Vermont’s state motto should be: We never let evidence get in the way or our progressivism. (Come to think of it, maybe that should be the moto for all progressives.)
That fact has been made obvious once again with the state’s new prescription drug importation scheme.
The Vermont legislature has passed, and the governor has signed, legislation that would allow Vermont-based wholesalers to import drugs from Canadian wholesalers. The law must be certified by the U.S. Department of Health and Human Services (HHS). Good luck with that because it is against the law for individuals or businesses to import prescription drugs that are not certified by the U.S. Food and Drug Administration.
Nevertheless, several states and cities have set up importation schemes over the years claiming their residents needed access to cheaper drugs. Those programs eventually closed because of lack of interest, but new ones are emerging.
However, since the passage of the Medicare Modernization Act in 2003, which created a prescription drug benefit for seniors in Medicare, and the Affordable Care Act, nearly everyone has access to prescription drug coverage—if they want it.
More importantly, prescription drugs allegedly coming from or through Canada still pose a health risk. Several years ago Congress passed legislation allowing the importation of prescription drugs as long as the secretary of HHS would certify that they are safe. No subsequent HHS secretary, Republican or Democrat, has been willing to do so.
The FDA and Department of Justice have fought prescription drug scam artists for decades, but the battle goes on. Here’s the headline from a DOJ press release in April: “Canadian Drug Firm Admits Selling Counterfeit and Misbranded Prescription Drugs Throughout the United States.”
According to the press release, “In 2010, it came to the attention of the FDA that Canada Drugs was shipping to health care providers in the United States prescription drugs that were unapproved in the United States, labelled with foreign languages, and that lacked adequate instructions for use.”
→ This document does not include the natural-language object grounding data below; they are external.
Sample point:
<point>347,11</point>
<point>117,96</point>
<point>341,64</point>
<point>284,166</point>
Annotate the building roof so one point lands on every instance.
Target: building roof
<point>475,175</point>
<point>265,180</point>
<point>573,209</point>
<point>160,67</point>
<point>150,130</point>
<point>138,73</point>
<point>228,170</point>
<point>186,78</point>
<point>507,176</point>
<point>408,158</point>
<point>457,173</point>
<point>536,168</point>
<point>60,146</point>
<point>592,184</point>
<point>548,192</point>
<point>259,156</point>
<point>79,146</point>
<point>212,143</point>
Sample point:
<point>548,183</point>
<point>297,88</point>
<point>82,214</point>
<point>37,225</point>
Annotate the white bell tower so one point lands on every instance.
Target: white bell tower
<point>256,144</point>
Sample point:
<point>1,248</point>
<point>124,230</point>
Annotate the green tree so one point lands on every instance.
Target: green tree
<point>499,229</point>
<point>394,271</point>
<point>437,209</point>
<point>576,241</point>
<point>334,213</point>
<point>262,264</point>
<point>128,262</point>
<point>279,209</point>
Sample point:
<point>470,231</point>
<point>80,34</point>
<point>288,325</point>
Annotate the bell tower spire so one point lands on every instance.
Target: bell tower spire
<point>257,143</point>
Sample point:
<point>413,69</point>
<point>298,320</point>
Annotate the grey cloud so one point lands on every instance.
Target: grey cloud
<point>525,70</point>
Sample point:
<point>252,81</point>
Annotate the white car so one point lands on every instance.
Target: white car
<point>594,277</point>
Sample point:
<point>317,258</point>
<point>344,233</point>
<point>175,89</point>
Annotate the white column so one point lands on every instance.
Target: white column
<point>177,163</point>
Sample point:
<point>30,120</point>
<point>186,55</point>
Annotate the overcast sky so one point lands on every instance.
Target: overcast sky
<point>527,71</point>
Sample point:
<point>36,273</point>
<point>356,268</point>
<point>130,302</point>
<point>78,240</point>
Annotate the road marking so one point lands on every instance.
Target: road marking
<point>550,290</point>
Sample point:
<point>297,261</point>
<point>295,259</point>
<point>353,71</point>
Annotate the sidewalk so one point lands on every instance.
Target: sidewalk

The companies involved were forced to forfeit $29 million, plus pay a fine of $5 million and serve five years probation.
To be sure, U.S. citizens cross the Canadian border and buy small amounts of prescription drugs for personal use from brick-and-mortar Canadian pharmacies, which are very safe. While it isn’t legal, federal authorities generally ignore the practice—just as the highway patrol often ignores people driving a little faster than the posted speed limit.
But importation schemes like Vermont’s become ripe for criminals and fast-buck scam artists, who may only claim they are Canadians abiding by the law.
If Vermont politicians don’t care about the health and safety of their citizens, let’s hope the FDA and DOJ do.